Texprocess is the international platform for exhibitors of the latest machinery, equipment, processes and services for manufacturing garments, as well as textile and flexible materials. The spectrum of products to be seen ranges from sewing technology and materials, embroidery technology, fastening, CAD/CAM and cutting to recycling technologies and much more. The companies that have announced their participation in Texprocess 2024 include Amann & Söhne (Germany), Assyst/Style3D (Germany), ASTAS (Turkey), Barudan Co, Ltd (France), Brother Internationale Industriemaschinen (Germany), bullmer (Germany), Dürkopp Adler (Germany), IMA (Italy), Kai Corporation (Japan), Morgan Tecnica (Italy), natific (Switzerland), Orox Group (Italy) and Tajima Industries (Japan).

Econogy: sustainability as a driver of innovation

Sustainability and economic efficiency go together and this objective is being promoted by the global trade fairs of Messe Frankfurt – the Texpertise Network – with the reorientation of the company’s sustainable formats. This encompasses not only the overarching heading, ‘Econogy’, which links ecology and economics, but above all the standardisation of sustainable evaluation criteria for the selection of resource-saving products, processes and exhibitors. Econogy thus creates transparency and comparability across the board. To this end, Messe Frankfurt works together with independent, external sustainability experts to take account of the latest approved seals and certificates, and to integrate the Sustainable Development Goals into the checks.

The services associated with Econogy at Techtextil and Texprocess include the Econogy Finder, a directory of certified suppliers of sustainable products, which enables visitors to head straight for them.

The best way to find ideal sustainable solutions is within the framework of an exchange of ideas and information, and the Econogy Talks offer the perfect setting for this.

Led by experts in the field of sustainability, the aim of the Econogy Tours at Techtextil is to introduce visitors to selected exhibitors of sustainable products and to give them the opportunity to obtain knowledge and ideas at first hand.

Can nature and performance be combined in a fibre or a material?

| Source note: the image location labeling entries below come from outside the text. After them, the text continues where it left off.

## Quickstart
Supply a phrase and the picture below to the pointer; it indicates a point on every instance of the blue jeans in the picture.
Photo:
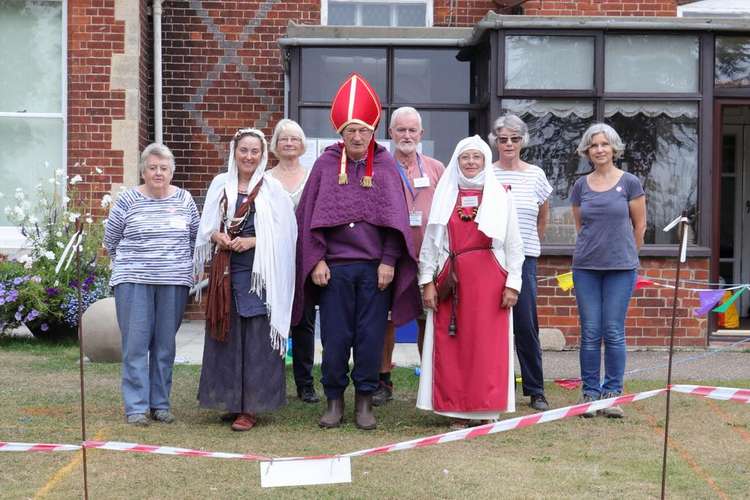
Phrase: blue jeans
(603, 298)
(148, 316)
(526, 333)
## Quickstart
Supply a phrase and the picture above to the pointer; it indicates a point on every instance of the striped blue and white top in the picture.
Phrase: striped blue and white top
(151, 240)
(529, 189)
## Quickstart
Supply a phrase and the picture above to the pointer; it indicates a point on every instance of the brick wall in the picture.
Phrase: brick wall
(93, 36)
(222, 71)
(650, 312)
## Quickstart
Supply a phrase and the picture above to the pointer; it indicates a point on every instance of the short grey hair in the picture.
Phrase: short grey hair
(618, 147)
(404, 110)
(158, 150)
(286, 125)
(511, 122)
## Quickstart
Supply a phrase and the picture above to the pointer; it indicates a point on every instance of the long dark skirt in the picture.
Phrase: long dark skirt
(244, 374)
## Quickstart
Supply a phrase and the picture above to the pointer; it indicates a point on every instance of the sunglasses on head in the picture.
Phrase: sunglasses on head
(514, 139)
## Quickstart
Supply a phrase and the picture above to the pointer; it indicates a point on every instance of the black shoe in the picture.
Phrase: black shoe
(307, 394)
(539, 402)
(382, 394)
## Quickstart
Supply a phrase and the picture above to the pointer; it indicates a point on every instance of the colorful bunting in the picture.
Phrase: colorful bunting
(709, 299)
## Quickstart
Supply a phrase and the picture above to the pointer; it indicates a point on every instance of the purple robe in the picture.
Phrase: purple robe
(325, 203)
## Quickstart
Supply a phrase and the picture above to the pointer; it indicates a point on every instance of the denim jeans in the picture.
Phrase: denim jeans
(603, 298)
(526, 333)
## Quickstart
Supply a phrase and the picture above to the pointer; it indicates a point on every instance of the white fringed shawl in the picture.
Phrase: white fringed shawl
(275, 244)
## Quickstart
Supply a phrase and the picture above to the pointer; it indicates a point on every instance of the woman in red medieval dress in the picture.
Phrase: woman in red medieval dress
(470, 270)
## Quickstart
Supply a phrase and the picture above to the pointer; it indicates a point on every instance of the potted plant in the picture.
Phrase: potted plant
(41, 288)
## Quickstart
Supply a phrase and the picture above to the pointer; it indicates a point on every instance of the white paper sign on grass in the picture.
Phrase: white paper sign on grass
(302, 472)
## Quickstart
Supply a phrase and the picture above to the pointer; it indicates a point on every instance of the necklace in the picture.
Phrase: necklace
(467, 217)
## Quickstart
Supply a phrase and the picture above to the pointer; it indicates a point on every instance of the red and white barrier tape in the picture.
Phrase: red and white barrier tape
(720, 393)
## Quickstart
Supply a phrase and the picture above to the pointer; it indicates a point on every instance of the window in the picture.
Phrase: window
(393, 13)
(32, 103)
(651, 63)
(549, 62)
(732, 61)
(429, 79)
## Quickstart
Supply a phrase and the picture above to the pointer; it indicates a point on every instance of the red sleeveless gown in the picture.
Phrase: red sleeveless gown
(470, 368)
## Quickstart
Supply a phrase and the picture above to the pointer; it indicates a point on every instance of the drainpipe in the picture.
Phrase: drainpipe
(158, 135)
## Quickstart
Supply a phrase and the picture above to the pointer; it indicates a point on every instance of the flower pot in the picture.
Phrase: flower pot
(52, 330)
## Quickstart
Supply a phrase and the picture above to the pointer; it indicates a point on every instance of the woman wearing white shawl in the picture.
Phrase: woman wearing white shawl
(470, 268)
(249, 230)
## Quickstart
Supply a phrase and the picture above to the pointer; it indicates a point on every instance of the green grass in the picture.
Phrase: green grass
(574, 458)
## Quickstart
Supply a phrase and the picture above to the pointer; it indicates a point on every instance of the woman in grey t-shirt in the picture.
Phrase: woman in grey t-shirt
(609, 208)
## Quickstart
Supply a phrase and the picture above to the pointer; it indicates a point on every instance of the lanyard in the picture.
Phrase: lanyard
(402, 172)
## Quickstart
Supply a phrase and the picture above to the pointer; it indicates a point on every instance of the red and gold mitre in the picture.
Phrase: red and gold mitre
(356, 102)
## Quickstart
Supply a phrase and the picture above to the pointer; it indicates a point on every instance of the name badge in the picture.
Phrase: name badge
(415, 219)
(177, 223)
(469, 201)
(421, 182)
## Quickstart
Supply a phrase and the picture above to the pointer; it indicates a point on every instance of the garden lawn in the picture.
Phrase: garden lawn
(581, 458)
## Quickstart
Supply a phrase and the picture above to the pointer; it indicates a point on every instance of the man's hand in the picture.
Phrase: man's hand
(321, 274)
(385, 276)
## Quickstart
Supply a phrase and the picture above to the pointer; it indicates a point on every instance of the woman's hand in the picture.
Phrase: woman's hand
(429, 296)
(321, 274)
(240, 245)
(510, 297)
(222, 240)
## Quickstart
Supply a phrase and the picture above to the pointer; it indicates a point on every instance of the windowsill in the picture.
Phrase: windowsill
(646, 251)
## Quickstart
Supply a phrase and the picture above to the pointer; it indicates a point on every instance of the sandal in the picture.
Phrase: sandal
(243, 422)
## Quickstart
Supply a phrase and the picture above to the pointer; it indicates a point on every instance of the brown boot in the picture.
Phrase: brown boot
(364, 418)
(334, 414)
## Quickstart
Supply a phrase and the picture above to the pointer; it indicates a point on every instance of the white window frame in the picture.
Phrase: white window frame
(11, 239)
(358, 16)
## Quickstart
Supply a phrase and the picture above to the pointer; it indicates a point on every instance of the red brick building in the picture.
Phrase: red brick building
(229, 64)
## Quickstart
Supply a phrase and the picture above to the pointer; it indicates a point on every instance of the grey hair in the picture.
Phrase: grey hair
(404, 110)
(286, 125)
(158, 150)
(618, 147)
(511, 122)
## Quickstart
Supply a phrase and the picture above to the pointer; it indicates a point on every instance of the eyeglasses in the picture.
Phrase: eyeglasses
(515, 139)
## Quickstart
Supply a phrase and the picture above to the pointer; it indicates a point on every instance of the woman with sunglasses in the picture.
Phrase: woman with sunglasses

Of course they can! At Techtextil, manufacturers of natural fibres and materials, as well as bio-based fibres and materials with future-oriented functional properties for a huge range of applications, will be showing what natural textiles can do. The sustainable performers can be found in a special Nature Performance area in the Fibres & Yarns product segment. A highlight for visitors is sure to be the presentation of progressive material innovations by renowned trend and future agency, Franklin Till, in the special Future Materials show.

Recycling is also gaining in importance with the increased relevance of sustainability and the growing appreciation and scarcity of resources, which gives it a unique potential for development and innovation. With the curated special show Recyclable Fibres & Yarns in Hall 9.1 and Recyclable Materials in Hall 12.1, Techtextil and Texprocess are putting the spotlight on future-oriented, reusable materials and recycling technologies.

The future at a glance: Techtextil Innovation Awards and Texprocess Innovation Awards

The Innovation Awards are popular highlights at both events. Two high-calibre juries of experts honour the latest, most intelligent and outstanding innovations from the industries. The awards reflect the future of the sectors in terms of new ideas and developments, which offer solutions for the various aspects of digitalisation and artificial intelligence, as well as sustainability, new materials and processes. The deadline for receipt of entries is 15 December 2023.

Up to date at the Techtextil Forum and Texprocess Forum

Visitors wanting to expand their knowledge, discover the latest research results, new product developments and progressive innovations should not miss the Techtextil Forum in Hall 9.1 and the Texprocess Forum in Hall 9.0. There, they will find a high-grade, curated program on the latest themes, knowledge transfer and an exchange of ideas and information with renowned experts from research and industry. The spectrum of subjects covered at the Techtextil Forum ranges from bio-based functional materials to intelligent textiles. At the Texprocess Forum, it runs from automation to supply chains.

Start-up stars: tomorrow’s A-listers

Ambitious founders and young entrepreneurs have the chance to present their companies in the start-up areas at Techtextil and Texprocess, to find business partners and investors and thus carve out their way in the sector. For them, the leading trade fairs are the perfect place to put forward their ideas, to find partners and investors and thus find their way into the market. Young, innovative start-up stars show their products to an international audience in the attention-grabbing ‘Textile Production’ and ‘Functional Materials’ start-up areas at Techtextil and at the ‘Textile Processing Technologies’ area at Texprocess.

All about denim

At Texprocess, the Denim Hub puts the spotlight on sustainable jeans production, processing and recycling. Exhibitors offer first-class insights into their circular strategies while, in the Denim Talks, visitors can learn about sustainable approaches to washing, destroying, bleaching, lasering, dyeing, recycling and upcycling and customising jeans.

Curtain up on Performance Apparels on Stage

In the Performance Apparels on Stage special show, Techtextil 2024 presents the multifarious functionalities of textiles for the garment industry. Against this impressive background, the show illustrates the use of technical textiles in the apparel and fashion industry, in the field of sportswear and leisurewear and professional and safety clothing.

Emerging Markets Area: finding global potential

Texprocess 2024 sees the first Emerging Markets area with invitations going specifically to organizations from countries with a high development potential in the field of textile processing. In the Emerging Markets Lounge, visitors and exhibitors can hold discussions with the delegations, present their business ideas, intensify contacts and lever new potential.

Techtextil and Texprocess

The events Techtextil and Texprocess will be held April 23-26, 2024.